In the series LCR circuit, the voltmeter and ammeter readings are:

A) $V = 100\,V$, $I = 2\,A$
B) $V = 100\,V$, $I = 5\,A$
C) $V = 1000\,V$, $I = 2\,A$
D) $V = 300\,V$, $I = 1\,A$

Answer 1

Hint: In LCR circuit, if the resistor, inductor and capacitor is connected in series, then the voltmeter and ammeter readings can be determined by using the current and voltage formula. By using the voltage formula, the voltmeter reading can be determined, and by using the current formula the ammeter reading can be determined.

Formula used:
The expression for finding the reading of voltmeter is
$V = \sqrt {{V_R}^2 + {{\left( {{V_L} - {V_C}} \right)}^2}} $
Where, $V$ is the voltmeter reading, ${V_R}$ is the voltage across resistor, ${V_L}$ is the voltage across the inductor, ${V_C}$ is the voltage across the capacitor.
By ohm’s law,
$V = IR$
Where, $V$ is the voltage, $I$ is the current and $R$ is the resistance.
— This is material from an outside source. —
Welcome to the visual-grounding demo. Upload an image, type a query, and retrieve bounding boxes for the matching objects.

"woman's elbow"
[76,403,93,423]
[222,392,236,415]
Complete step by step solution:
Given that,
Resistance, $R = 50\,\Omega $,
Voltage across inductor, ${V_L} = 400\,V$
Voltage across capacitor, ${V_C} = 400\,V$
Voltage across resistor, ${V_R} = 100\,V$
The expression for finding the reading of voltmeter is
$V = \sqrt {{V_R}^2 + {{\left( {{V_L} - {V_C}} \right)}^2}} \,.................\left( 1 \right)$
On substituting the voltage across inductor, capacitor and resistor in the above equation (1), then
$V = \sqrt {{{\left( {100} \right)}^2} + {{\left( {400 - 400} \right)}^2}} $
By simplifying the terms, then the above equation is written as,
$V = \sqrt {{{\left( {100} \right)}^2} + 0} $
The above equation is written as,
$V = \sqrt {{{\left( {100} \right)}^2}} $
In the above equation the square and the square root get cancel each other, then the above equation is written as,
$V = 100\,V$
Thus, the above equation shows the voltage reading shown by the voltmeter.
Now,
By using the ohm’s law,
$V = IR\,............\left( 2 \right)$
We have to find the current, so keep the current in one side and the other terms in other side, then the above equation is written as,
$I = \dfrac{V}{R}$
Now, substituting the voltage value and the resistance value in the above equation, then the above equation is written as,
$I = \dfrac{{100}}{{50}}$
On dividing, then
$I = 2\,A$
Thus, the above equation shows the current reading shown by the ammeter.

Hence, the option (A) is the correct answer.

Note: The voltage across the inductor and capacitor is same, by subtracting these terms it will become zero, in equation (2), the voltage value substituted is the applied potential difference to the LCR circuit and it is mentioned in the circuit diagram. Then by substituting, the current reading shown by ammeter is determined.